Previously Unrecognized Tsunami Hazard Identified in Coastal Cities
A new study found overlooked tsunami hazards related to undersea, near-shore strike-slip faults, especially for coastal cities adjacent to faults that traverse inland bays.
Several areas around the world may fall into this category, including the San Francisco Bay area, Izmit Bay in Turkey and the Gulf of Al-Aqaba in Egypt.
The study led by University of Illinois Urbana-Champaign civil and environmental engineering professor Ahmed Elbanna and professor Ares Rosakis of the California Institute of Technology used the Blue Waters supercomputer at the National Center for Supercomputing Applications to model tsunami hazards related to strike-slip faults around the globe. The results are published in the Proceedings of the National Academy of Sciences.
“Whenever we saw large tsunamis triggered by earthquakes along strike-slip faults, people assumed that perhaps the earthquake had caused an undersea landslide, displacing water that way,” Rosakis said.
The researchers said that a strike-slip fault exists when two blocks of rock on the fault line slide horizontally past one another. The San Andreas Fault is an example of a strike-slip fault.

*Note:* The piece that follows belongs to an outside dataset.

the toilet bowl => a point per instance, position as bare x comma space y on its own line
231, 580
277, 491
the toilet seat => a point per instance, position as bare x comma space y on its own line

In September 2018, a moderate 7.5 magnitude earthquake and unexpectedly powerful tsunami swept through Palu, a city situated on the inland side of Palu Bay on the Indonesian island of Sulawesi. The quake occurred along a northwest-southeast trending strike-slip fault that runs through the city and plunges below the bay along Palu’s northwest shore.
“It looked like a bulldozer had come in and leveled the town,” said co-author Costas Synolakis, the president of Athens College and a professor of civil engineering at the University of Southern California, who surveyed the area following the devastating event. “This is why it is so important that we try to understand what really happened.”